The collective foot of the Secret Garden is now involuntarily skiffling to the diabolical Danubian fiddles and the wry clarinet of Benny Goodman. Even the killjoys in suits saying it’s not really their thing, by the time the band are about it, are seduced by the Chavo’s satanic saturnalia.
The Israeli, Algerian, Welsh and South African musicians whose talents include the trombone and accordion were brought together in south London by their love of Romani gypsy from the Danube Delta.
They cover Romani dances like the Bulgarian Galkino popularised by the Gogol Bordello which torture their dancers with blisteringly fast saperas in syzygy with excruciatingly tempered build-ups, the effect of which is to hook the inebriate’s viscera like a worm.

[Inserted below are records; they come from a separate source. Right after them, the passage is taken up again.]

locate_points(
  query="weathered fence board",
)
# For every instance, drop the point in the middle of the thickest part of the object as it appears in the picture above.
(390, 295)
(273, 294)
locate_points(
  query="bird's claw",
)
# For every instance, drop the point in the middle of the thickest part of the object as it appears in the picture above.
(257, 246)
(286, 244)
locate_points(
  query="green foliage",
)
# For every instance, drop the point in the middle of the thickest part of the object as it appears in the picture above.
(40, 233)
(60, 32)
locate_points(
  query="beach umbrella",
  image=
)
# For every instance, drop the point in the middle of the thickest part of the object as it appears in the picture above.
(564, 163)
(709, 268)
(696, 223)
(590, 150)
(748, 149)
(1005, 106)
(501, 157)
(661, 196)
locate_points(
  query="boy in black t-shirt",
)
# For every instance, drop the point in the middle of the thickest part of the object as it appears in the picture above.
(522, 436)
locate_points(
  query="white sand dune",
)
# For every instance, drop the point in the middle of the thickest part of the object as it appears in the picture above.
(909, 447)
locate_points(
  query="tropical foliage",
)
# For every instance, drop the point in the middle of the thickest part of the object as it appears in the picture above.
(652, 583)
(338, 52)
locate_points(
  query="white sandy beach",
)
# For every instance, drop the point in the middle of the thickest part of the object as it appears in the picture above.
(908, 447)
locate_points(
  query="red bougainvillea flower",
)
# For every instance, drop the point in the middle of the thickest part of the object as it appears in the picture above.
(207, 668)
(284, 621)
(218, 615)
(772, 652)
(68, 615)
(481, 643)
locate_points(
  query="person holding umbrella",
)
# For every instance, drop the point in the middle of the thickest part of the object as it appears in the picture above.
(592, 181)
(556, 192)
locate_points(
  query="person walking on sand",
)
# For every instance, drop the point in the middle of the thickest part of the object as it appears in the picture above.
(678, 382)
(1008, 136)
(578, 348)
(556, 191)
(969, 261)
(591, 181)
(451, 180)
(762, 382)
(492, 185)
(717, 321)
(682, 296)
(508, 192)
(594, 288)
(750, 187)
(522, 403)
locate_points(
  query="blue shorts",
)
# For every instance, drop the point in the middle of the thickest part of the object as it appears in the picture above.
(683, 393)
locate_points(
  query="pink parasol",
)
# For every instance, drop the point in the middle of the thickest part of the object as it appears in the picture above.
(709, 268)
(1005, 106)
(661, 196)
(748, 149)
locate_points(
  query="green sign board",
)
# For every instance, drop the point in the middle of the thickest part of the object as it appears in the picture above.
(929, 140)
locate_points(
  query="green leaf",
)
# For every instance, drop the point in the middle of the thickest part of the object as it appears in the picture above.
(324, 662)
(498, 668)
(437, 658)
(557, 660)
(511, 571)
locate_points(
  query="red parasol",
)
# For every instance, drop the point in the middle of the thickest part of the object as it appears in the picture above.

Chavo’s own tunes playfully lampoon the genre, like The Ballad of Boundary Lane, a faux Faustian yarn about a south London bus journey curtailed by a yob with a mobile phone lacking in music taste, who mantras “Learn to Love it, why don’t you learn to love it, this is a beautiful thing”.
They’ve been peripatetically recording all over London and come the summer their efforts will give birth to a beautiful baby album. The new record is going to be more original songs that are more rock, more funk and more gypsy.
The audience should have exhausted themselves twirling and jiving but still beg for more even after the second encore. I get a text from my other friend saying: at the risk of sounding foolish, did you know there’s a garden centre in Crystal Palace called the Secret Garden? I’m stood outside it...” Like Chavo, the venue is a well-kept secret, obviously!